Conspicuously lacking in the smartphone processor world is the world’s largest processor maker, Intel (NASDAQ: INTC). This is about to change, in fact the first Intel powered smartphone has launched in India. And in the United States Intel has struck a multiyear deal with Motorola to bring Intel powered smartphones to the US by the end of 2012. Though Intel is late to the mobile processor game, thus far their most mobile processor has been the somewhat underpowered Atom chipsets found in netbooks. Intel's entrance into smartphone and tablet processors will be far more important than netbook processors, in fact it will be the most important division of Intel in the next three to five years.
Intel has been trying to bring an Intel based smartphone to the market for years, in 2010 they showed off an Intel based LG smartphone but that phone never made it to market. Intel is currently working on several Atom based mobile chips, their latest chip is called Medfield (the first designed for mobile phones and tablets), the Medfield chips are the ones that will be powering the Motorola phones in the not so distant future and after Medfield the next Atom release is Clover Trail which should be out later this year.

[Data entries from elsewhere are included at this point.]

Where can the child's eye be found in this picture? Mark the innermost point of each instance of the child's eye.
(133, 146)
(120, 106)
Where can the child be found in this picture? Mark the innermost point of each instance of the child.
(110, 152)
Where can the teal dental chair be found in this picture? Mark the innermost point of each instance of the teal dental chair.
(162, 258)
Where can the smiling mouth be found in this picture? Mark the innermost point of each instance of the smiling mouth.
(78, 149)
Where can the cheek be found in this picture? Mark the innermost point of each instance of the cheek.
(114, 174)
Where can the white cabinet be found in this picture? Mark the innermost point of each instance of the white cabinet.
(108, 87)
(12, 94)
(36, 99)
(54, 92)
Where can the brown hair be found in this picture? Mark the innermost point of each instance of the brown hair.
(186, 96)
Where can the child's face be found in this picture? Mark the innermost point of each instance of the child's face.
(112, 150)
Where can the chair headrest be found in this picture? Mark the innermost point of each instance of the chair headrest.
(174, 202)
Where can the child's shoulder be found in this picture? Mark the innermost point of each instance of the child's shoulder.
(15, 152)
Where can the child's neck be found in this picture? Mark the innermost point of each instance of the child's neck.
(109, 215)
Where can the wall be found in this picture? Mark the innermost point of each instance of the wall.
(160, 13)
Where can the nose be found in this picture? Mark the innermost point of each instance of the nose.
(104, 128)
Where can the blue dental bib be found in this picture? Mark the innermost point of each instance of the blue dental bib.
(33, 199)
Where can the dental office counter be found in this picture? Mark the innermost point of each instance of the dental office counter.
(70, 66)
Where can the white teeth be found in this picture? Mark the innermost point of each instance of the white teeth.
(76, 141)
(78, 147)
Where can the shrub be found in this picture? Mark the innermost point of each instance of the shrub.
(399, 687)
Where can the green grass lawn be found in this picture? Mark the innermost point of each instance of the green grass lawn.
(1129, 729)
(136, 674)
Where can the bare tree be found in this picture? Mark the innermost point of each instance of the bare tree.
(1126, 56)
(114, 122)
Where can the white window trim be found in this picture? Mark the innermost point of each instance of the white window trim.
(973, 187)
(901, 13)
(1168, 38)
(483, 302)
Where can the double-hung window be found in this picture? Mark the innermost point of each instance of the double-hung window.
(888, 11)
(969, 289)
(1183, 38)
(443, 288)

Because of Intel’s slow entrance into the mobile market, a processor architecture called ARM (NASDAQ: ARMH) has captured 95% of the smartphone processor market. Companies including Samsung, TI, Broadcom, LG, Nvidia, Apple and others are currently using ARM. This means that Intel will be in an uphill fight for market share out of the gate. However even though ARM has a huge market share, it is made up of various companies who all license ARM intellectual property and then make their own ARM based processors. So under the service the mobile processor market is far more fragmented than it would seem. Thus with a good mobile chipset, and more deals like the one Intel has with Motorola, Intel will be able to push its way into the smartphone world.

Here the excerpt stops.